The BBC explanation is basically this: yes, he was offside by the raw measurement. But the Premier League has kept a tolerance level, a sort of benefit-of-the-doubt buffer, even after bringing in semi-automated offside technology (SAOT). So the system can still land on “onside” if the margin is within that leeway.


Why the league introduced tolerance in the first place

This didn’t come out of nowhere. In the earlier VAR seasons, those offside graphics became a running joke. Lines drawn so tight they were practically stacked on top of each other, and fans being told that someone’s armpit hair had wandered beyond a bootlace.

The backlash was predictable: it felt against the spirit of offside. The law is meant to stop goal-hanging, not punish a forward for existing a fraction ahead of a defender in a sport played at full tilt.
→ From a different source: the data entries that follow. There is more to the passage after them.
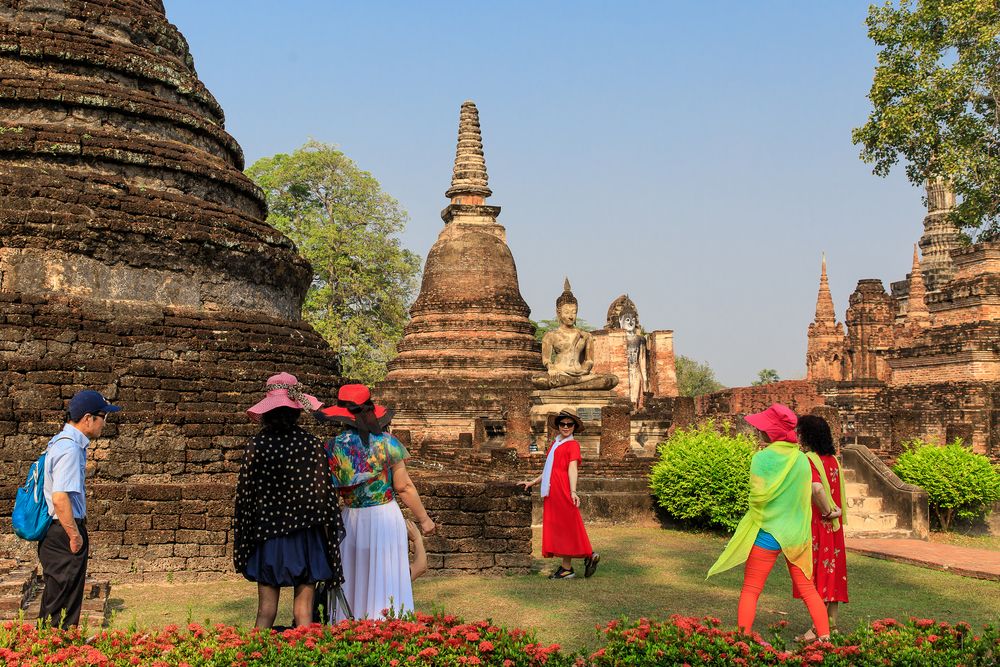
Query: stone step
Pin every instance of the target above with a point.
(864, 504)
(867, 522)
(855, 489)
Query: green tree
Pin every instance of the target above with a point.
(695, 378)
(346, 226)
(766, 376)
(936, 101)
(542, 327)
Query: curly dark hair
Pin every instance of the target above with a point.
(815, 434)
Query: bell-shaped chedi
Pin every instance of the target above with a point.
(469, 344)
(135, 260)
(469, 321)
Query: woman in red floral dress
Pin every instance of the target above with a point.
(563, 534)
(829, 554)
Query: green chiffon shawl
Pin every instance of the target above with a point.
(780, 503)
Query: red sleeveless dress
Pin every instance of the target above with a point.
(563, 533)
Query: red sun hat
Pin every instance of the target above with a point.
(778, 421)
(283, 391)
(353, 395)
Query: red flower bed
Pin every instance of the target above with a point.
(446, 640)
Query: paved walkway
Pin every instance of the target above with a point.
(968, 562)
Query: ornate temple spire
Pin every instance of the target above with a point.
(940, 235)
(916, 309)
(825, 313)
(469, 181)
So from 2021-22, leagues brought in a tolerance of around 5cm. If the lines touched, the attacker got the call, no matter what the on-field decision was. The reasoning was straightforward: there are unavoidable uncertainties, like pinning down the exact frame the ball is played, or the precise point on a body used for measurement.


SAOT was meant to end the arguments... except it hasn’t

Here’s the thing: SAOT was sold as the next step, the cleaner step. Other big leagues have moved back towards “offside by the millimetre” with it, basically saying: the tech is better, so let it be definitive.

The Premier League, though, wants to keep that tolerance. It’s partly an admission that even this new kit isn’t being treated as flawless, and partly an ideological choice to lean towards rewarding attackers. In theory, you can see why.

In practice, you end up with what we’ve just had: a player who looks offside to the naked eye, who even reads as offside in the tightest sense, still being awarded the goal because the league has decided that “just off” can still be “given.”


The real problem is trust, not technology

None of this is helped by the fact that fans have been through the full VAR cycle already: the early mess, the promises of improvement, the constant tweaks. It starts to feel like the goalposts move every time we’re told there’s a solution.

If the Premier League wants a benefit-of-the-doubt approach, fine. If it wants millimetre accuracy, fine. But it can’t keep acting surprised when supporters don’t know what “offside” even means week to week. That’s the farce: not the idea of tolerance, but the endless confusion it leaves in its wake.